Cost Identification by Volume
So far, you’ve only identified the components – there’s no costing associated with them. Now for the fun part. Unit costs vary by volume, so you need to identify at what point the unit cost goes up or down, depending on how many units are purchased. For example, a widget that goes into a product might cost a dollar if you buy it in quantities of at least a thousand, but it costs three dollars if you buy it in smaller quantities. So, your next trip is to the production scheduler, to talk about production volumes.
Volume Purchasing Considerations
So, let’s say that the production scheduler thinks that 2,000 of those widgets will be needed in the next year. Does that mean you can automatically assume that the product cost will include one dollar’s worth of a widget? Not necessarily. It’s possible that the purchasing department plans to buy in smaller quantities in order to reduce the inventory investment. Or, maybe they want to buy in really large quantities, because that widget can be used in multiple products. If so, they could be able to buy the widget for a lot less than a dollar per unit.
If this sounds like a lot of interviewing to do, you can cut through everything and just look up the supplier invoice to see what unit price is being charged to the company.
Impact of Future Decisions
Another point to consider is that the unit price might change depending on future decisions. For example, if management intends to push this product really hard in the marketplace with a big ad campaign, it might be useful for them to know that the product cost will decline if unit sales increase past a certain point.
The Need for Multiple Versions of Product Costs
So, what all of this means is that you really need to come up with a couple of variations on the product cost. The main one is for the production volume that everyone expects, and you might want to consider deriving a cost that applies to a low level of production, as well as to a high level of production. As the production volume declines, the unit cost will increase, and as the production volume goes up, the unit cost will drop.
Consideration of the Scrap Rate
Of course, we’re not done yet. There’s also a scrap rate to build into the product cost. This can be difficult when you’re using components that have never been used before, since there’s no history for them. That means you may have to make an educated guess at the amount of scrap, and then come back after one or two production runs to see if the estimated scrap rate turned out to be correct, or if you need to adjust it. In general, you probably ought to issue a preliminary product cost, and then discuss it with the production manager after there’s some experience with actually manufacturing the product, and decide whether another version of the costing should be issued.
Fixed Nature of Labor Costs
And then we have labor. It can be considered a fixed cost, rather than a variable cost, like materials, because there usually has to be a minimum crew size to man a production line, no matter how much volume runs through the production line. That being said, I’ll assume that you’re adding the cost of labor to the product cost.
There are a couple of problems with deriving a labor cost. The first issue is that the cost of the labor itself keeps changing. The people working on a product may be getting paid at different hourly rates, based on their seniority or skill level, and the people assigned to producing the product may change, even within a single day. The usual solution is to use the average hourly rate for everyone in the production area. The next issue is that labor rates tend to increase over time, as people gradually get bumps in pay, so you have to go back from time to time and see if your average labor rates built into the product cost are still correct.

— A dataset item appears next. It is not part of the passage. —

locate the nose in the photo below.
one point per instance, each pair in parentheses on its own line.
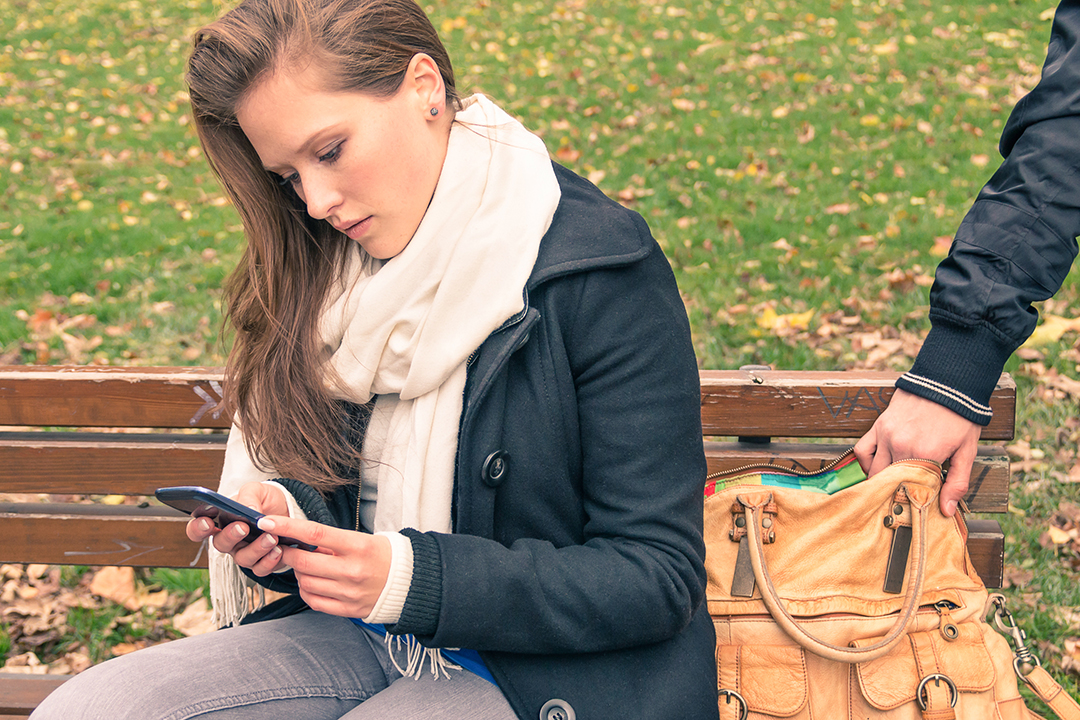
(321,197)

And a third issue is that the industrial engineering staff is always looking for ways to automate parts of the production process, so it’s entirely possible that the total amount of labor hours assigned to a product will gradually go down.

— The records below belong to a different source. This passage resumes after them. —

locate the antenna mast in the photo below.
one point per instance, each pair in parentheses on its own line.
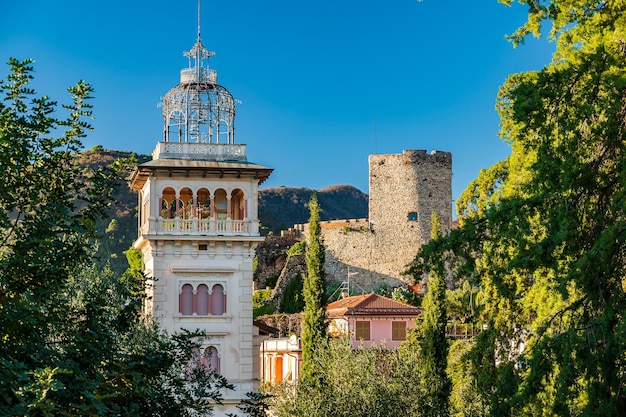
(198,20)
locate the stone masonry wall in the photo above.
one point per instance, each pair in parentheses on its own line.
(404,190)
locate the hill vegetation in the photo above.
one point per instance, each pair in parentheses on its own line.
(279,208)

My main points in regard to labor cost are that you need to use an average labor rate, you need to update the calculation of that rate on a regular basis, and you need to update your assumptions regarding how many hours it still takes to make the product.
Overhead Costs
And finally, we have the cost of overhead. No matter how well you try to refine the allocation of overhead to a product, keep in mind that it’s still an estimate. And on top of that, the overhead may still be there even if the product is never manufactured, so there’s a pretty reasonable argument that you shouldn’t even include it in the product cost.
But let’s say that you do. If so, break it out from the rest of the cost. For example, put the materials cost in a subtotal that’s in bold and maybe in a bright color, so that management knows that this is the real variable cost of the product. Then layer on a line item for labor, which is a reasonably valid inclusion. And then insert a couple of blank rows to really give it some separation, and then state the assigned overhead cost. Just trying to put the costing emphasis where it belongs.
Summary
In summary, product costing is more complex than you might initially think. It can vary by production volumes, it needs to be adjusted over time to account for estimates and cost changes, and some of the elements in the report maybe shouldn’t even be there, depending on how you intend to use the information.